When the outlier is placed in the middle of the time series (e.g., 2007 Q4), it causes a significant spike that distorts the surrounding data, making the seasonal adjustment rise sharply around the middle of the series. This results in a more pronounced distortion in that period.
On the other hand, when the outlier is near the end of the series (e.g., 2009 Q2), the effect is concentrated towards the end of the time series. This causes a noticeable spike followed by a sharp decline, affecting the final observations more heavily.

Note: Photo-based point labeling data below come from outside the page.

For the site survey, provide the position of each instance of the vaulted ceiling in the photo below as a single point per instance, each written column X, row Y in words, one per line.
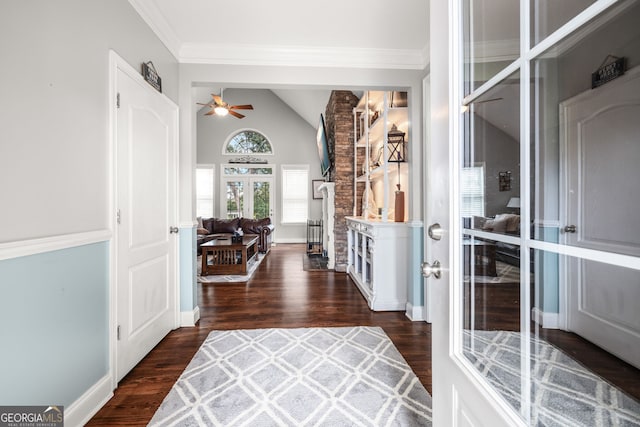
column 352, row 33
column 334, row 33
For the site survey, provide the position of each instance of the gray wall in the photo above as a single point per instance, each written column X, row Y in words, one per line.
column 55, row 174
column 500, row 152
column 55, row 133
column 292, row 138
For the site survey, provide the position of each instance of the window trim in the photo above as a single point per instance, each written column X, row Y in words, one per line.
column 239, row 131
column 211, row 167
column 283, row 199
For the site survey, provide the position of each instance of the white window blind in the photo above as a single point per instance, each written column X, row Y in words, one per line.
column 204, row 191
column 295, row 194
column 472, row 191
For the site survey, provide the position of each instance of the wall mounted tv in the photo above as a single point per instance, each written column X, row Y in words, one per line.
column 323, row 147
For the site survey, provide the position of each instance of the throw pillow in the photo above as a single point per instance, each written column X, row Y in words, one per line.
column 225, row 225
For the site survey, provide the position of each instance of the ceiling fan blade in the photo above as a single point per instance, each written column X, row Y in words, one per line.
column 241, row 107
column 487, row 100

In both cases, the outlier introduces an artificial spike in the data. However, its placement alters how the subsequent values are adjusted because the seasonal and trend components are influenced by the entire structure of the time series.
The closer the outlier is to the beginning or end of the series, the more localized its impact on the seasonally adjusted values.

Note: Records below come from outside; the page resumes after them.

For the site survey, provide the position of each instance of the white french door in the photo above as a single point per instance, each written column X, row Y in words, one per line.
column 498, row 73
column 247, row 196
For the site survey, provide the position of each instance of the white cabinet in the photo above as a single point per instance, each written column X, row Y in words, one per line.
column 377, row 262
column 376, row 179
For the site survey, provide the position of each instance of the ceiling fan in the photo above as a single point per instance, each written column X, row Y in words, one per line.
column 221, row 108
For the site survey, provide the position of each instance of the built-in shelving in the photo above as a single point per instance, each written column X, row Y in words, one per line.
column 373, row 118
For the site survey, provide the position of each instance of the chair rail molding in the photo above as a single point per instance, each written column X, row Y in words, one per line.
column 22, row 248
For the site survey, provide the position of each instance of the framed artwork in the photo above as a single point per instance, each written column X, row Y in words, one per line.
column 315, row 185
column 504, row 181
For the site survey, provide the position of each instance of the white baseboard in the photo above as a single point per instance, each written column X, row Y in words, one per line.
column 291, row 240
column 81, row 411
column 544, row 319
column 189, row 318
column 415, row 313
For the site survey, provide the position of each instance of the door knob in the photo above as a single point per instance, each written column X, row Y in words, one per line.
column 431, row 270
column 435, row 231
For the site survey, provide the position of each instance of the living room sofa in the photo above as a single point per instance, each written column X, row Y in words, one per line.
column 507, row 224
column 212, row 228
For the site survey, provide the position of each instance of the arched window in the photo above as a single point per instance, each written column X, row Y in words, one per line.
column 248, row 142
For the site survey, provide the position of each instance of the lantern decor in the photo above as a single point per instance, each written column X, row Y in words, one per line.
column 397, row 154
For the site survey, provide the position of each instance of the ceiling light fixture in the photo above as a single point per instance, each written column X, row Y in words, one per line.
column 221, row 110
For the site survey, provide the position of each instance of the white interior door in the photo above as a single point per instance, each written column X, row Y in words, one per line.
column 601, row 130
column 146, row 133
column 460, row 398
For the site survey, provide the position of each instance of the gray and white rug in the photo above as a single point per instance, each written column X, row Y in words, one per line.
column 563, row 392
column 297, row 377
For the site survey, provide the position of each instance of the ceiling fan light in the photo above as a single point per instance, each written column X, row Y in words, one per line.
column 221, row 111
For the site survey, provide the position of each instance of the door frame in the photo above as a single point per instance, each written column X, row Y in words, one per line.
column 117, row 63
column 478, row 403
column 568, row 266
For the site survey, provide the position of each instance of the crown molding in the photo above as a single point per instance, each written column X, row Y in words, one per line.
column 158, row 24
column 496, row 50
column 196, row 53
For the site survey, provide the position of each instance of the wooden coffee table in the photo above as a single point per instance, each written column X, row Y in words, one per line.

I couldn’t get the X-13ARIMA-SEATS results due to compatibility issues on my Mac. Despite trying multiple solutions (reinstalling x13binary, checking paths, and attempting alternative methods), system incompatibilities prevented successful execution. - Then I commented my code below
set.seed(123210)
myseries <- aus_retail %>%
filter(`Series ID` == sample(aus_retail$`Series ID`, 1))
# Convert myseries to a tsibble and set Month as the index
myseries <- myseries %>%
as_tsibble(index = Month)
# Perform X-13ARIMA-SEATS decomposition using X-11 on your retail data (renamed Sales)
#x11_dcmp <- myseries %>%
#model(x11 = X_13ARIMA_SEATS(Turnover ~ x11()))

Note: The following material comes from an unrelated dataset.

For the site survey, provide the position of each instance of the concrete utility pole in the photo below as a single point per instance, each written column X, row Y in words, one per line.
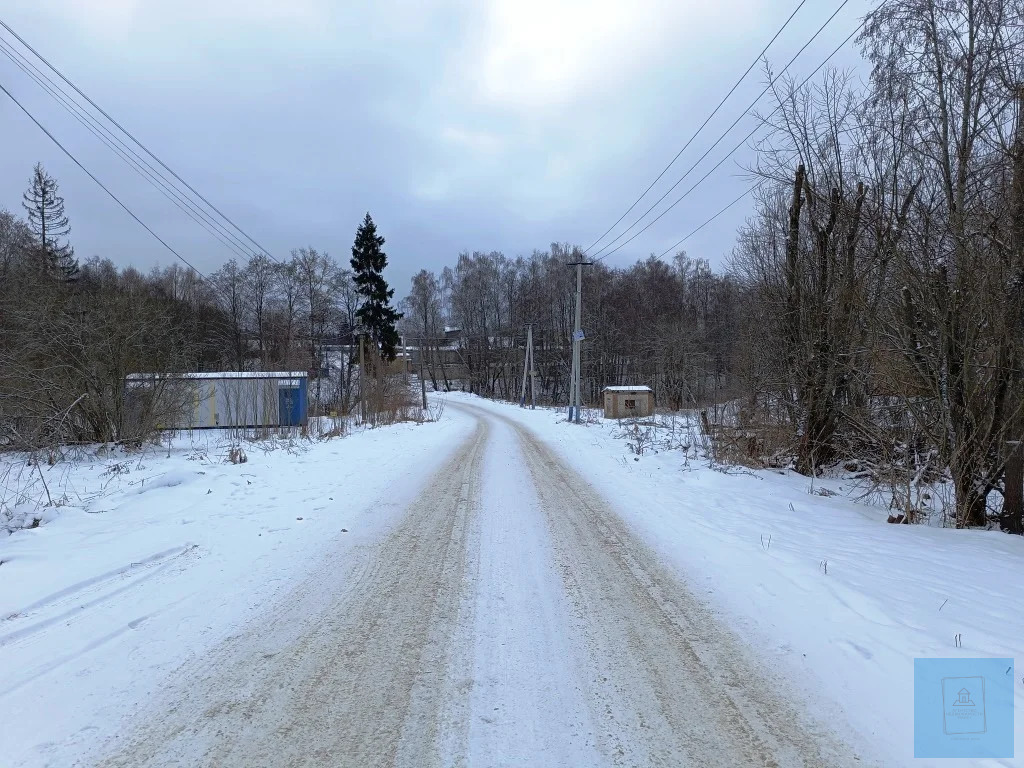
column 576, row 399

# Extract the decomposition components
#x11_components <- components(x11_dcmp)
# Plot the decomposed components
#autoplot(x11_components) +
#labs(title = "Decomposition of Retail Sales using X-11",
#x = "Month",
#y = "Turnover")
# Analyzing the remainder (irregular component) for outliers or unusual features
#autoplot(x11_components, remainder) +
#labs(title = "Remainder Component of Retail Time Series",
#x = "Year",
#y = "Remainder (Irregular Component)")
Analyinsg the result of decomposing the number of persons in the civilian labour force in Australia each month from February 1978 to August 1995:
The trend component shows a steady increase in the number of persons in the Australian civilian labor force from 1978 to 1995, indicating overall growth over time.
The seasonal component reveals clear cyclical patterns repeating each year, with notable increases in March, April, and December, and decreases in January and August. The magnitude of these seasonal fluctuations remains relatively constant over the entire period.
The remainder component (irregular component) displays short-term fluctuations and noise, showing no clear pattern. However, there is a significant dip around 1991, suggesting that an unusual event may have affected the labor force during that time.
The scales of the graphs highlight the magnitude of each component, with the trend showing a large-scale increase and the seasonal and remainder components oscillating around zero, indicating that the main changes come from the trend.